The irrepressible blurting out of the obvious, a McCain trait for many years, not only stood in marked contrast to what I had been watching before he came on -- George Pataki and Rudy Giuliani in full insincerity about the marvels of the Bush presidency -- but to politicians in general. It is a magical thing McCain does: Tell the truth, tell it simply and get on with life. The formula is so obvious, you'd think more politicians would adopt it, if only because it works -- never mind any silliness about truth being its own reward. Bluntness is, bluntly speaking, what Kerry could use in abundance.
At the moment the issue is Kerry's Vietnam service.
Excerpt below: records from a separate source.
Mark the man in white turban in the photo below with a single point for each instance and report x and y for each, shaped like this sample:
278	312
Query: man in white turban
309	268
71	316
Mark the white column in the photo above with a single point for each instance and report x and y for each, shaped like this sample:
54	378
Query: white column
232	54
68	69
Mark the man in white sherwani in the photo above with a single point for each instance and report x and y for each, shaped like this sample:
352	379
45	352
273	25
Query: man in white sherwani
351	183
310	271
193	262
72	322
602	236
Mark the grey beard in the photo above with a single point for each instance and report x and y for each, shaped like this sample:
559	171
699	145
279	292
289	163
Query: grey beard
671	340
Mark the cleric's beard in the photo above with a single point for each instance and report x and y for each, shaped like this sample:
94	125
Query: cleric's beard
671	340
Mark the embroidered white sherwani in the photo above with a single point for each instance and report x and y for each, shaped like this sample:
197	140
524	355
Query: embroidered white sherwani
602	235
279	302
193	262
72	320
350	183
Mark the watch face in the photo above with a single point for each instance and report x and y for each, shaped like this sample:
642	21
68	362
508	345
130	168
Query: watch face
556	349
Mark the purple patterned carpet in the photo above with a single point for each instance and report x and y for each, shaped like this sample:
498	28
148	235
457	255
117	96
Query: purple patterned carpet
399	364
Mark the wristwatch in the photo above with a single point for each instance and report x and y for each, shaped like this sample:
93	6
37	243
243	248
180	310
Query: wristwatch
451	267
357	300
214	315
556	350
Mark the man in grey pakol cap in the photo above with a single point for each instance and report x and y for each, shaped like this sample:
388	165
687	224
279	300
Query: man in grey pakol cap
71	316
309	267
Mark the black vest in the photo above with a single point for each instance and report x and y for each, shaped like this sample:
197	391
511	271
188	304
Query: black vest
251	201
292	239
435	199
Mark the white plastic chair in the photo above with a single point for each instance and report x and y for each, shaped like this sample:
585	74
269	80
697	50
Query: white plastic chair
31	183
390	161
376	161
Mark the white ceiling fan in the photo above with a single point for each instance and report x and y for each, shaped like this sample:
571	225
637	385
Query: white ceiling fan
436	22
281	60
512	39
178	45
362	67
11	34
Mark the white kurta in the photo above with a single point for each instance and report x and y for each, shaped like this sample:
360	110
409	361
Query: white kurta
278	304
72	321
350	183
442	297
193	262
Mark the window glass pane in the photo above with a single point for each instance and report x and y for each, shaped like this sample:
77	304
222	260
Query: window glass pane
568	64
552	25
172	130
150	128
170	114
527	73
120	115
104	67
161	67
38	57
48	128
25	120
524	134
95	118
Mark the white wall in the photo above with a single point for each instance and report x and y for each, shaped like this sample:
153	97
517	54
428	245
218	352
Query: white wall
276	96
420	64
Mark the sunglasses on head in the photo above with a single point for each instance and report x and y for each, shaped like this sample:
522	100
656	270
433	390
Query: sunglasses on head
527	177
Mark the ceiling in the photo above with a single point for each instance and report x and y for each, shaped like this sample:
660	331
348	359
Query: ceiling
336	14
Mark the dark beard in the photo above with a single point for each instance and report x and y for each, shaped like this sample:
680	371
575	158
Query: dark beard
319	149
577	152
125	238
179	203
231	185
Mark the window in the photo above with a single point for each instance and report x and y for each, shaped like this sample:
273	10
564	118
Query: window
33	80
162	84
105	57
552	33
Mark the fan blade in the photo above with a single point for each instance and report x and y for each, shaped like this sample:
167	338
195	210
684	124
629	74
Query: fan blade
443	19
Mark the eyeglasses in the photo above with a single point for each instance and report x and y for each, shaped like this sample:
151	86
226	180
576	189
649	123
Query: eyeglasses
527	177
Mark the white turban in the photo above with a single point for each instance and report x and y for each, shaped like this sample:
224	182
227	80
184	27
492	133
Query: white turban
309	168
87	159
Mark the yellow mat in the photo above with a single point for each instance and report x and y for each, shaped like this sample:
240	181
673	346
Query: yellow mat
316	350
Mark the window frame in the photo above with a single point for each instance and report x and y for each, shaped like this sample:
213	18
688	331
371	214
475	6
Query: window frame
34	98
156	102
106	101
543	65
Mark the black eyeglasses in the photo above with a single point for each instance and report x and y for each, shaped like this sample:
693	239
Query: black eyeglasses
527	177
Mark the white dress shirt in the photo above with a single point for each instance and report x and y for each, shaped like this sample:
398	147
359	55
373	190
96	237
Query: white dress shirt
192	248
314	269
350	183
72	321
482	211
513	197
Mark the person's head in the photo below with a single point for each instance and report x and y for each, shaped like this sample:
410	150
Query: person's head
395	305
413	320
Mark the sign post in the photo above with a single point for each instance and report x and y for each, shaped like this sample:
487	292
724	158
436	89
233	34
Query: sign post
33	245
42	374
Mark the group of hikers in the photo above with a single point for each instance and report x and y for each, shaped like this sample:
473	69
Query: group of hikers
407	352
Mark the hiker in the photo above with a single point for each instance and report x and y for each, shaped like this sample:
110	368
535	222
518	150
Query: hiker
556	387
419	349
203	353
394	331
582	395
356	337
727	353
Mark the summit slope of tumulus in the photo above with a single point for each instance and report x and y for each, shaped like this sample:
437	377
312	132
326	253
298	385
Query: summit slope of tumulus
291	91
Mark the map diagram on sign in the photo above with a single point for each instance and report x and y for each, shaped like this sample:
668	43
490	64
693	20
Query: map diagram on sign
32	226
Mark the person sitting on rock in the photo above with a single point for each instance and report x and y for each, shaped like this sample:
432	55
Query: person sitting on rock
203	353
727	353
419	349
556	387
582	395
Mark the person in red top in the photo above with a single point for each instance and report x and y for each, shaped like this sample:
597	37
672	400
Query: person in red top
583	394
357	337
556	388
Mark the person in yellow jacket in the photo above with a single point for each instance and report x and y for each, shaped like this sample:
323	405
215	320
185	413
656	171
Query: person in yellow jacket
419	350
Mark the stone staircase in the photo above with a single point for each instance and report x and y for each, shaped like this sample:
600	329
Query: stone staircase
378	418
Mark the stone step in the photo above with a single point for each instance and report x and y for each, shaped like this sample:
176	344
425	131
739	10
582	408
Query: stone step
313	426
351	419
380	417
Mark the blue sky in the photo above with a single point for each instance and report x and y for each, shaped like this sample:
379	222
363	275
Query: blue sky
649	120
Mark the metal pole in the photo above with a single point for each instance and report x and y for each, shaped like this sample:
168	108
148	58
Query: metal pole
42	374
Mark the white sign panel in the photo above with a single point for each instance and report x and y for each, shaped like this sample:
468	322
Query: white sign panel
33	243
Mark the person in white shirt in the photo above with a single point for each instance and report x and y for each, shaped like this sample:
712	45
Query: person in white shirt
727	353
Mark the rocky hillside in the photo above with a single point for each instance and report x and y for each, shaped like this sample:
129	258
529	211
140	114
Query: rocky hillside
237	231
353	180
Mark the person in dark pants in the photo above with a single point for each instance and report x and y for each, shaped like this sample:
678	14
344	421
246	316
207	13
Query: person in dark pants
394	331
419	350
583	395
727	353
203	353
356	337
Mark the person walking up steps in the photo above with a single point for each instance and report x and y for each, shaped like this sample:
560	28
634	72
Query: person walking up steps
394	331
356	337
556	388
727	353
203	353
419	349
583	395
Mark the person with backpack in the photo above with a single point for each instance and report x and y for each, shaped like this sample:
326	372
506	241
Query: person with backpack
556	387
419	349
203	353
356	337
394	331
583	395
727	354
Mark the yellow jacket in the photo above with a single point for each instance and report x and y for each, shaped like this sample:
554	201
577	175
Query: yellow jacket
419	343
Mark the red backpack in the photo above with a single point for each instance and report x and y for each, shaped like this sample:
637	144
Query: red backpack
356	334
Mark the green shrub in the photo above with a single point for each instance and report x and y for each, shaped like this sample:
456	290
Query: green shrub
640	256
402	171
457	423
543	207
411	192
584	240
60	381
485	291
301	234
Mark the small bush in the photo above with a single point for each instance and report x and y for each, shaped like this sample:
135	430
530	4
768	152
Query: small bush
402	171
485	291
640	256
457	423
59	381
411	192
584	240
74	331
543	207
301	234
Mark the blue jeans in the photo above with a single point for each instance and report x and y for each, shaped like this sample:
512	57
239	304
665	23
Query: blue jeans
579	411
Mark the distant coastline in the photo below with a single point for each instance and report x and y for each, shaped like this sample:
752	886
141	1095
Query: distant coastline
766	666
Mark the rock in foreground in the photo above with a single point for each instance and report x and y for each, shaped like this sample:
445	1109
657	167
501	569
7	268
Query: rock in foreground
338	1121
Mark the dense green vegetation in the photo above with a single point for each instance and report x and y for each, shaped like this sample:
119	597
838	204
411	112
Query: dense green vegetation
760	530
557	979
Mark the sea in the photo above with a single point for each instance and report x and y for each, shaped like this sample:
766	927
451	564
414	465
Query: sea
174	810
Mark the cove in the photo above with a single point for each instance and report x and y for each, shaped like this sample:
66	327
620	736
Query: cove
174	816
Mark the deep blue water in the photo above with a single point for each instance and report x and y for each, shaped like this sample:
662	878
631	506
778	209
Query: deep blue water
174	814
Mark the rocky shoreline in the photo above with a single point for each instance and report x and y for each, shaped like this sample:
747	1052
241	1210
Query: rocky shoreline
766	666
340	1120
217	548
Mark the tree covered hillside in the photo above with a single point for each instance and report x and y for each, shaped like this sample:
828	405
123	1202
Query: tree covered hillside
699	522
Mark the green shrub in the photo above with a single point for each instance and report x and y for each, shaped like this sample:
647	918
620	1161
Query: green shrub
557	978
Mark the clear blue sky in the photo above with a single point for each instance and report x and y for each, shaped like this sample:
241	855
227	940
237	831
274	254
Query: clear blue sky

He was first attacked for being a hot dog and a phony who did not really earn his medals. George Bush himself has now sort of put that matter to rest by conceding that Kerry is a hero -- although apparently not enough of one for Bush to denounce the ads. Now a second front has been opened. New ads attack Kerry for what he said after returning from Vietnam and becoming a leader of the antiwar movement.
This is a moment for Kerry to speak plainly, to embrace all Vietnam veterans and say that any suggestion that they were war criminals does not represent how he feels now and how he felt then -- and if he gave the opposite impression, he's sorry. If it takes an apology -- if it takes saying he was once an angry young man who saw blood spilled in a dubious cause -- then that's what he should say. Otherwise Vietnam and its immediate aftermath will stick to him as has his complicated and too-nuanced position on the Iraq war.
Kerry's inability or refusal to walk his cats back to the origin of his problems -- a wrong vote on Iraq and some incautious words on Vietnam -- has trapped him in a kind of rhetorical molasses. He's always trimming weeds that need to be yanked out by the roots.
Either by happenstance or design, I've been with John McCain for three nights in a row and have watched the magic he works on people. At a dinner one evening, someone asked the secret of his appeal. A colleague and I looked at each other in disbelief. It's his honesty, his willingness to (mostly) say what's on his mind. He just clears his throat and says what has to be said. John Kerry ought to try it. It could make him president.